B. v. var. striata is used as ornamental solitary or as border hedge. Its shoots boiled in water are sometimes used for medicinal qualities. Cultivated around the world, it is generally found in East, Southeast, and South Asia. B. v. f. waminii is cultivated in the US and Europe in addition to Asia. B. v. f. vittata is the most popular variety as an ornamental plant, and is considered to be very beautiful. The 'Kimmei' cultivar is mostly cultivated in Japan.

===Ornamental===
It is widely used as an ornamental plant. It often is planted as fences and border hedges. It is also planted as a measure for erosion control.

===Construction===
The stems or culms of B. vulgaris are used for fencing and construction, especially of small, temporary shelters, including flooring, roof tiles, panelling, and walls made wither with culms or split stems. The culm is used to make many parts of boats including masts, rudders, outriggers, and boating poles. It also is used to make furniture, basketry, windbreakers, flutes, fishing rods, tool handles, stakes, weapons, bows for fishing nets, smoking pipes, irrigation pipes, distillation pipes, and more.

It is used as raw material for paper pulp, especially in India. Paper made from B. vulgaris has exceptional tear strength, comparable to paper made of softwood. It can also be used to make particle boards and flexible packaging grade paper.

===Food===
Young shoots of the plant, cooked or pickled, are edible and eaten throughout Asia. Yellow shoots remain buttercup yellow after cooking. A decoction of the growing tips is mixed with Job's tears (Coix lacryma-jobi) to make a refreshing drink in Mauritius. The shoots are tender and whitish pink, and have a fair canning quality.

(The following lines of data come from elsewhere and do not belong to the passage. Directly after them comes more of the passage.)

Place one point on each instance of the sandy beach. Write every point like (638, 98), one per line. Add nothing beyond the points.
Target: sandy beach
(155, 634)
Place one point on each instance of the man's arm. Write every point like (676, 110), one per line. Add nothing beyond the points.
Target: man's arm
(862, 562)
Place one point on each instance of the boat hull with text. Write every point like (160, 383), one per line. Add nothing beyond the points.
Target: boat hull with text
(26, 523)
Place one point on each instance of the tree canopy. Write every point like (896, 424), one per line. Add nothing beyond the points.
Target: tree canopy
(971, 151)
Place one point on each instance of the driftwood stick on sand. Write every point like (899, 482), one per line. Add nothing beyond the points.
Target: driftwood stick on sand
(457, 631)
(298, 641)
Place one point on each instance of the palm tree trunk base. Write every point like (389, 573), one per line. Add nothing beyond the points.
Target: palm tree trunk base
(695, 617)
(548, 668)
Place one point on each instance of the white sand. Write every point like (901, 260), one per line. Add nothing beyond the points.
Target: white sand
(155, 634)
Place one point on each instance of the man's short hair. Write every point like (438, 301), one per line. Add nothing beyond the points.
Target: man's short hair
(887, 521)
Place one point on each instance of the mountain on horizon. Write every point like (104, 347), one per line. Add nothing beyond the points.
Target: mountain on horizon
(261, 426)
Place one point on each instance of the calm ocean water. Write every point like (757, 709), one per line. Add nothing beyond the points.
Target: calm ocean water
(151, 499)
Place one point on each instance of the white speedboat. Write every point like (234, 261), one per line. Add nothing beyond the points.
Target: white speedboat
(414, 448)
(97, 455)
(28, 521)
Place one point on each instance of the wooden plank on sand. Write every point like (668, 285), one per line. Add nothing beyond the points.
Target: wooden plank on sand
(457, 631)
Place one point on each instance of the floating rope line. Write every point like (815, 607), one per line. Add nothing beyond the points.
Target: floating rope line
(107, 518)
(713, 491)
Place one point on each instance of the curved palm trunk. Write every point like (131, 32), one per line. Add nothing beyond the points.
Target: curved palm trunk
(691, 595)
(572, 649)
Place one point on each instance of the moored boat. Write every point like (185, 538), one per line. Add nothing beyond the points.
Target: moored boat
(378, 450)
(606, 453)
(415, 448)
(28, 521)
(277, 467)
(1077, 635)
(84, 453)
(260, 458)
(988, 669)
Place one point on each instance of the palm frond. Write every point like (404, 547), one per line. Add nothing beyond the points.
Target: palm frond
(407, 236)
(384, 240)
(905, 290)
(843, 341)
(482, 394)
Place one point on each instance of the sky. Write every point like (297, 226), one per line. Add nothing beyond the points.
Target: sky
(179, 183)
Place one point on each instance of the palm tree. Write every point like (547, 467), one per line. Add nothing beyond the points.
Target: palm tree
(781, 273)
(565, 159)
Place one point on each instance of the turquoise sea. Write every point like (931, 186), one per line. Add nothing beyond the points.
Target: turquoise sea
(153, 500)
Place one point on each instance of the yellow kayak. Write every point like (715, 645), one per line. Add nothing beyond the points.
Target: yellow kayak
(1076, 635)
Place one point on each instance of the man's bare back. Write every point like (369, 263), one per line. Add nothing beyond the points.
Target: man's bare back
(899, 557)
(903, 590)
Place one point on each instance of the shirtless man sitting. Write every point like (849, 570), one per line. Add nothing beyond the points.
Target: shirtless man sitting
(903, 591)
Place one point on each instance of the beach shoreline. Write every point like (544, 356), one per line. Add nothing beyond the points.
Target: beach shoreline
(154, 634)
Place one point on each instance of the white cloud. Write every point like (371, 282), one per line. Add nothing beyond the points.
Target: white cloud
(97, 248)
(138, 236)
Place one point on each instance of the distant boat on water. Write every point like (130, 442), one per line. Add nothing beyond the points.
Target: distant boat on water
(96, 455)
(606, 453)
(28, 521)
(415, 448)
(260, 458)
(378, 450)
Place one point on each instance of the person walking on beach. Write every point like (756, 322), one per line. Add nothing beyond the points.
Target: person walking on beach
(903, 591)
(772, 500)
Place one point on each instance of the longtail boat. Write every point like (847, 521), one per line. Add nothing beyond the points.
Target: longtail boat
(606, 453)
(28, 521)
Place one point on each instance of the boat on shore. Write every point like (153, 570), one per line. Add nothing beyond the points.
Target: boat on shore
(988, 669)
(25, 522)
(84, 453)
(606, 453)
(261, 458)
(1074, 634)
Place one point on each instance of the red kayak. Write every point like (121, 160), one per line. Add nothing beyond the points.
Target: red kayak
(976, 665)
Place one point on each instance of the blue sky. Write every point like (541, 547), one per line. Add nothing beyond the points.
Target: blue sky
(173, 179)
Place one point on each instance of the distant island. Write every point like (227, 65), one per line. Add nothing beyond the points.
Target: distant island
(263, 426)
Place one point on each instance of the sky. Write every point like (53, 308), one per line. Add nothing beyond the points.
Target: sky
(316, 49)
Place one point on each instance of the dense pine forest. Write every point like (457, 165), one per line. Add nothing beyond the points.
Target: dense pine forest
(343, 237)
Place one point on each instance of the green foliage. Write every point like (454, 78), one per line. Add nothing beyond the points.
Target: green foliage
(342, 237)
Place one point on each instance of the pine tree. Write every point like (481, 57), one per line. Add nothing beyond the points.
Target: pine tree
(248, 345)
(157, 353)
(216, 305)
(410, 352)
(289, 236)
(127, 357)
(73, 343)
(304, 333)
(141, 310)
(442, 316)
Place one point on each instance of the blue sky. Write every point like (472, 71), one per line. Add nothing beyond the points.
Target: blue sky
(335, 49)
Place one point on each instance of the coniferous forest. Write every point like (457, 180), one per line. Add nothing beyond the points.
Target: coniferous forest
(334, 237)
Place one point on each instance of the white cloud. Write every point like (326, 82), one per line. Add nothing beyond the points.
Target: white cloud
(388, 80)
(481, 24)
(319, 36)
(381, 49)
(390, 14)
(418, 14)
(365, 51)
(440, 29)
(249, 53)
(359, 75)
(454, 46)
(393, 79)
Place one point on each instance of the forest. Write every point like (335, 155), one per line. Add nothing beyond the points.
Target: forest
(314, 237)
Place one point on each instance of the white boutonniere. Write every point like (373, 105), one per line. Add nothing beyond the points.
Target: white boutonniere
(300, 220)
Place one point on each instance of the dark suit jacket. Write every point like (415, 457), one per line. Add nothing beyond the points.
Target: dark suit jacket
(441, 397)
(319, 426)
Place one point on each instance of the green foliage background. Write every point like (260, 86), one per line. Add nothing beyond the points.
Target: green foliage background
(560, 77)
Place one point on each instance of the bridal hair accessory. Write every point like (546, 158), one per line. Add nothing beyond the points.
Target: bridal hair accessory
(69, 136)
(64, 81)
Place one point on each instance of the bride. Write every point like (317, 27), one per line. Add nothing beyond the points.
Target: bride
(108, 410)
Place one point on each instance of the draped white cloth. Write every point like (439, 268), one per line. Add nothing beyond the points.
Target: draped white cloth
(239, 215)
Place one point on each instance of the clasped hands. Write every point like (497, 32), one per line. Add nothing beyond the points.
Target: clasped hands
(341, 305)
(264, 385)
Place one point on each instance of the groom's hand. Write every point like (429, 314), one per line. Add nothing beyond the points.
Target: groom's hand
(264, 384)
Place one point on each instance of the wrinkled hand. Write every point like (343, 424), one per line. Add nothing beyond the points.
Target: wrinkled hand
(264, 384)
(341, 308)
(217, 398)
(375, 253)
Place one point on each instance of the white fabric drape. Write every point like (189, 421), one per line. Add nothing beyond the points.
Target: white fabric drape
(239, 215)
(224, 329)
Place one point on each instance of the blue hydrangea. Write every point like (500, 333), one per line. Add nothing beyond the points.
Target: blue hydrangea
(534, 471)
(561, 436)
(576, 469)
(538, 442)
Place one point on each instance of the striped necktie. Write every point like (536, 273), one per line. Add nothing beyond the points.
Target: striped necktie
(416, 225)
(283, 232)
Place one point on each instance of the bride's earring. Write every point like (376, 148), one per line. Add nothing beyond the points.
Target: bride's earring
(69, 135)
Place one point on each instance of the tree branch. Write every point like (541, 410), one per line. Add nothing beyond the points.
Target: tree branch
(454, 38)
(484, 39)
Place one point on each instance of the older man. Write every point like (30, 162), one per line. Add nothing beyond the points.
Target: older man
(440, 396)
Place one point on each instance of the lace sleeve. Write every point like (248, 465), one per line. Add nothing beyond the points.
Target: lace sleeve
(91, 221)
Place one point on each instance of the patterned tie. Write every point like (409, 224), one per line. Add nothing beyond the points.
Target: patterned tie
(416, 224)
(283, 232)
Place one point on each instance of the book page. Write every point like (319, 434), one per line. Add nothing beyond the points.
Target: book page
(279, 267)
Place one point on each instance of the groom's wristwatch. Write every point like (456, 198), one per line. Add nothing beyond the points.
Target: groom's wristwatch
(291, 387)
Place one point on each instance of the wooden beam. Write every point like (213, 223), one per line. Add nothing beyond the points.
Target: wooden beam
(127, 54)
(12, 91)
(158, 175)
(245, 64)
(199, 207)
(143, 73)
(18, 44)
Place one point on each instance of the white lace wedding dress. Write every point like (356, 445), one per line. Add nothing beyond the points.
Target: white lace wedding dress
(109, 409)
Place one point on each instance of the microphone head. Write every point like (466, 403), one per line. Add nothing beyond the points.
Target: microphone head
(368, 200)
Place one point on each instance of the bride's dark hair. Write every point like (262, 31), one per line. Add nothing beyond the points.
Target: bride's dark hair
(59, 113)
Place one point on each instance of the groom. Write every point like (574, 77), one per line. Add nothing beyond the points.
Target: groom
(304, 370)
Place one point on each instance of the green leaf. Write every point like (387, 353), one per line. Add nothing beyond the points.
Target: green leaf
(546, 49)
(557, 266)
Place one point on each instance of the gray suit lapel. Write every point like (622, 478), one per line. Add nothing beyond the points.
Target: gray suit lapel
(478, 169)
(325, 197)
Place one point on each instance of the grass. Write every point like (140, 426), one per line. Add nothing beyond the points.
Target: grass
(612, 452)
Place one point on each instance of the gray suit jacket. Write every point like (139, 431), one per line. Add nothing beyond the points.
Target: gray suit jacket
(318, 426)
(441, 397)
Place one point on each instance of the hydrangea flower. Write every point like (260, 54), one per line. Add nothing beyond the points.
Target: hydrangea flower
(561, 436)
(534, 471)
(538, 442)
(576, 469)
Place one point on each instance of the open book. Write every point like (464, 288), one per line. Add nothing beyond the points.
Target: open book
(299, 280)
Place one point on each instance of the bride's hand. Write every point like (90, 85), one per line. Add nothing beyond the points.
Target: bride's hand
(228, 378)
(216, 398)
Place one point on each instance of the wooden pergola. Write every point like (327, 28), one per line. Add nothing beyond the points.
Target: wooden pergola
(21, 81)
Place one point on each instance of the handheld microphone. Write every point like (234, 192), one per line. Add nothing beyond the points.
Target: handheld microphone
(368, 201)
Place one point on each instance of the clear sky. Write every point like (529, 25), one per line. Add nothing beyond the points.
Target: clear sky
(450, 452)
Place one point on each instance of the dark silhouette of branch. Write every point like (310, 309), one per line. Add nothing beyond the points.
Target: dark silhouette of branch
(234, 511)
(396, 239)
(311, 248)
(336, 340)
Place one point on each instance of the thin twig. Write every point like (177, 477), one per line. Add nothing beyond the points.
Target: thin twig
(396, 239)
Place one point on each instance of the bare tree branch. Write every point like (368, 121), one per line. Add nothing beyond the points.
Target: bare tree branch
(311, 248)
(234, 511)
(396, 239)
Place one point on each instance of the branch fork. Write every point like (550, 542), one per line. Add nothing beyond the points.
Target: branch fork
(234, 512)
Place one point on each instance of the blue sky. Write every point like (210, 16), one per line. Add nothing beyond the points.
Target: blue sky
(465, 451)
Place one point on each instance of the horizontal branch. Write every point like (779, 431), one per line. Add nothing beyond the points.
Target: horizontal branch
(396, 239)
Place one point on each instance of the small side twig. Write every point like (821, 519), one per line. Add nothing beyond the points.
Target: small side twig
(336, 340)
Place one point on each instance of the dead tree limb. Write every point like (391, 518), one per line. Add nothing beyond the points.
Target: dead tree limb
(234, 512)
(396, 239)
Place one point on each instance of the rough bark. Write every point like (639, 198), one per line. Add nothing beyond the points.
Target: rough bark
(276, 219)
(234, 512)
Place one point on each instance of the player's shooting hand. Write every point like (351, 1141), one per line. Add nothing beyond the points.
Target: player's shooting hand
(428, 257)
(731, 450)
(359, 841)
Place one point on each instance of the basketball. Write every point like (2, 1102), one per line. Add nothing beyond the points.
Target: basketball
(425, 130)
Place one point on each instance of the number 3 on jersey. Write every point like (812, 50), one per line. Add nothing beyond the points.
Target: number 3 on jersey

A 100 g serving of young shoots of green-stem cultivars has 90 g of water, 2.6 g of protein, 4.1 g of fat, 0.4 g of digestible carbohydrates, 1.1 g of insoluble dietary fiber, 22.8 mg of calcium, 37 mg of phosphorus, 1.1 mg of iron, and 3.1 mg of ascorbic acid. A serving of young shoots of yellow-stem cultivars has 88 g of water, 1.8 g of protein, 7.2 g of fat, 0.0 g of digestible carbohydrates, 1.2 grams of insoluble fiber, 28.6 mg of calcium, 27.5 mg of phosphorus, and 1.4 mg of iron.

=== Indigenous medicine ===
Golden bamboo is considered in many traditions across Asia to have medicinal value. Many uses are found in herbal medicine, though the effects are not clinically proven. In Java, water stored in golden bamboo tubes is used as a cure of various diseases. In the Congo, its leaves are used as part of a treatment against measles; in Nigeria, an infusion of macerated leaves is taken against sexually transmitted diseases and as an abortifacient – the latter has been shown to work in rabbits.

==Cultivation==
Though not suited for small yards, as it grows in large clumps, young plants of golden bamboo can be grown in large containers. Golden bamboo grows well in full sunlight or partial shade. Protection is important, as animals often graze on young shoots. In Tanzania, management of B. vulgaris cultivation entails clearing of the ground around clumps.

==Toxicity==
Among all bamboos, only shoots of B. vulgaris contains taxiphyllin (a cyanogenic glycoside) that functions as an enzyme inhibitor in the human body when released, but degrades readily in boiling water. It is highly toxic, and the lethal dose for humans is about 50–60 mg. A dose of 25 mg cyanogenic glycoside fed to rats (100–120 g body weight) caused clinical signs of toxicity, including apnoea, ataxia, and paresis. Horses in Pará, Brazil, were diagnosed with clinical signs of somnolence and severe ataxia after ingesting B. vulgaris. Farmers in Africa sometimes prefer to buy it rather than plant it, as they believe it harms the soil.